We additionally put to him some Roblox recreation titles that the BBC has found had been really helpful by the platform to an 11 year-old not too long ago, together with:
- ‘Late Night Boys And Girls Club RP’
- ‘Special Forces Simulator”
- ‘Squid Game’
- ‘Shoot down planes…as a result of why not?’
When we requested whether or not he thought they had been acceptable, he mentioned he places his religion within the platform’s age ranking methods.
“One thing that’s really important for the way we do things here, is it’s not just on the title of the experience, it’s literally on the content of the experience as well,” he says.
He insists that when Roblox charges expertise, they undergo rigorous tips and that the corporate has a “consistent policy” on that.
Mr Baszucki based the platform with Eric Cassel in 2004 and launched it to the general public in 2006 – a 12 months earlier than the primary Apple iPhone appeared, heralding the beginning of the smartphone period.
Mr Baszucki describes his youthful self as “less of a gamer, and more of an engineer”, and the pair’s first firm was an training software program supplier known as Knowledge Revolution. But they quickly seen that youngsters weren’t solely utilizing the product to do their homework.

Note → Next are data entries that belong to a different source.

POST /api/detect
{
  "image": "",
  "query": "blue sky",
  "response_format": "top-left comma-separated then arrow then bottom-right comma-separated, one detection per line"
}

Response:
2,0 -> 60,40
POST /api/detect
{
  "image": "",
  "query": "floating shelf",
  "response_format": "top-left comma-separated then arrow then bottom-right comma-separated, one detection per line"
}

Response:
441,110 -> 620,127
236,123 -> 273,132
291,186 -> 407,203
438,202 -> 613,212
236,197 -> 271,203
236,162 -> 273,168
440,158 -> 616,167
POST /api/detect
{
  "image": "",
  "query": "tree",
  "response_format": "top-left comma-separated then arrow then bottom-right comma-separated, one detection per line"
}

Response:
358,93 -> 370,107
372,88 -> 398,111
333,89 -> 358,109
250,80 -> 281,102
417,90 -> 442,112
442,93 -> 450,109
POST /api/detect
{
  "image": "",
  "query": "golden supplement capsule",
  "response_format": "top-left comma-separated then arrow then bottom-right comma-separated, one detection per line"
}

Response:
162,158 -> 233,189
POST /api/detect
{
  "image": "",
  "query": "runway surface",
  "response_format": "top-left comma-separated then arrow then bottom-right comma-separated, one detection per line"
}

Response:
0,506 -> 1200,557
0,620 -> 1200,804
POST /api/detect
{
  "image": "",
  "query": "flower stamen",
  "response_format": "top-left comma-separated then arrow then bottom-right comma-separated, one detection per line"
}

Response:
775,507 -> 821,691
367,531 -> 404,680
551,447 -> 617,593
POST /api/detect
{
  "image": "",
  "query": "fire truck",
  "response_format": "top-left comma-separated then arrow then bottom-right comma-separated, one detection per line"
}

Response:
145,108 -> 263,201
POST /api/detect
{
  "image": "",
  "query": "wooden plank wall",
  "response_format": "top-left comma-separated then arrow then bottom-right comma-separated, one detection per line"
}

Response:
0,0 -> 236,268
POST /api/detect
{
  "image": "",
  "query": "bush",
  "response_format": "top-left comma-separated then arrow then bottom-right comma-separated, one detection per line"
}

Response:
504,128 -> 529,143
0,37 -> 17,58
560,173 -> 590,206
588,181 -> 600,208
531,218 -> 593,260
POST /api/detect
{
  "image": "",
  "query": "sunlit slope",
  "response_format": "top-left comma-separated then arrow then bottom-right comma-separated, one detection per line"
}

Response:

“They wanted to play and build stuff. They were making houses or ships or scenery, and they wanted to jump in, and all of that learning was the germination of Roblox,” he says.
The title Roblox was a mash-up of the phrases “robot” and blocks” – and it stuck. The platform grew quickly in popularity – and there were also early warning signs of its future issues.
Mr Cassel noticed some players “beginning to act out” and not always behaving in a “civilised” way a couple of months after it launched, recalls Mr Baszucki.
He says the roots of building a “belief and security system” therefore began “very, very early” and that in those earlier days there were four people acting as safety moderators.
“It sort of is what launched this security civility basis,” he adds.
But despite attracting decent numbers, it was a year later, when the firm launched its digital currency Robux, that it really started to make money.
Players buy Robux and use it to purchase accessories and unlock content. Content creators now get 70% of the fee, and the store operates on dynamic pricing, meaning popular items cost more.
Mr Baszucki says there was some initial resistance among the leadership team about Roblox becoming more than a hobby for its players, with the introduction of a digital economy.
Robux stayed, and the firm is now worth $41bn (£31bn).
Its share price has fluctuated since it went public in 2021, but overall Roblox shares are worth about one third more than they were six months ago, at the time of writing. Like many big tech firms its value peaked during Covid, when lockdowns meant millions of people were indoors.
Mr Baszucki compares his experience of building Roblox with how Walt Disney may have felt about his creations.
He describes his job as “somewhat like having the chance he had a very long time in the past when he was designing the Magic Kingdom”, and is focused on Roblox’s ongoing evolution into a Metaverse-style experience where people go about their daily lives in a virtual world, in avatar form.
They have also been public in their ambitions to eventually attract 10% of the world’s gamers.
Asked to describe Roblox in three words, he replies: “The way forward for communication.”
We finish our time together playing a couple of his favourite games: Natural Disaster Survival and Dress to Impress.
We use his account and he’s constantly recognised by other players — but we still get smashed to pieces by a blizzard outside the Natural Disasters mansion.